The issue of CDATA and entitization has come up a lot of times.
XmlBeans is 100% infoset, but the XML infoset doesn't make any distinction as 
to how character data is represented. So the approach that it took was to 
decide on its own when should characters be entitized and when saved as a CDATA 
section. The algorithm is:
- if the length of the text is < 32 chars, entitization is used
- otherwise, if there are at least 5 '<' or '&' characters and they also 
account for at least 1% of the text length, CDATA is used.

For V2, we looked into making this configurable, since we got feedback on this 
mailing list that it would be useful, but never got around to doing it.

Here is one of the proposals:
- turn entitization on on a char by char basis via an XmlOption that basically says: 
"I want character x to always be entitized"
- turn CDATA on/off on a per-document basis

What do people think?
Thanks,
Radu

-----Original Message-----
From: Patrick Hochstenbach [mailto:[EMAIL PROTECTED]
Sent: Thursday, May 05, 2005 11:27 PM
To: [email protected]
Subject: CDATA Heuristics



Hi,

in our library we are very interested using XMLBeans in a document archiving project which stores XML files in a database. The excellent
round-tripping characteristics of XMLBeans are crucial in
our project. But, with the serialization of text containing
escaped '<'-s and '&'-s we're at a loss. XMLBeans seems to
have some heuristics to decide when text containing these
characters should be saved as CDATA and when not.

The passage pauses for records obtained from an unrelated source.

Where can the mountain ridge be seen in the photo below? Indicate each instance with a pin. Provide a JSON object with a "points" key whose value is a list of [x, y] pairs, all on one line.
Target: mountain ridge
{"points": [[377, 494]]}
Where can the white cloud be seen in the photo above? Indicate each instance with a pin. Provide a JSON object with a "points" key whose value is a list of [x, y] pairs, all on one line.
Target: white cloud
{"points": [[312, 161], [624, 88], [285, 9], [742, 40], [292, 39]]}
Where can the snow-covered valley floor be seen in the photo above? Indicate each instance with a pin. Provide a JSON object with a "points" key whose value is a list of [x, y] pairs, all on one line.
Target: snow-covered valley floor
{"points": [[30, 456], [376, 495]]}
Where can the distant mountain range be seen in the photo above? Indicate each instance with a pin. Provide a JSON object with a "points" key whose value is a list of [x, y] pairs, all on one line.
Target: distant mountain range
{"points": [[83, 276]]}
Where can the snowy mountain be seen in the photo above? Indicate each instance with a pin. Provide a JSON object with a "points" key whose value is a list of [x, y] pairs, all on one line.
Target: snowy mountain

Is it possible to decide at runtime when text should be saved in
CDATA sections and when not? Or better, can in some way CDATA
sections be preserved?

Best regards,

Patrick


--------------------------------------------------------------------- To unsubscribe, e-mail: [EMAIL PROTECTED] For additional commands, e-mail: [EMAIL PROTECTED]


--------------------------------------------------------------------- To unsubscribe, e-mail: [EMAIL PROTECTED] For additional commands, e-mail: [EMAIL PROTECTED]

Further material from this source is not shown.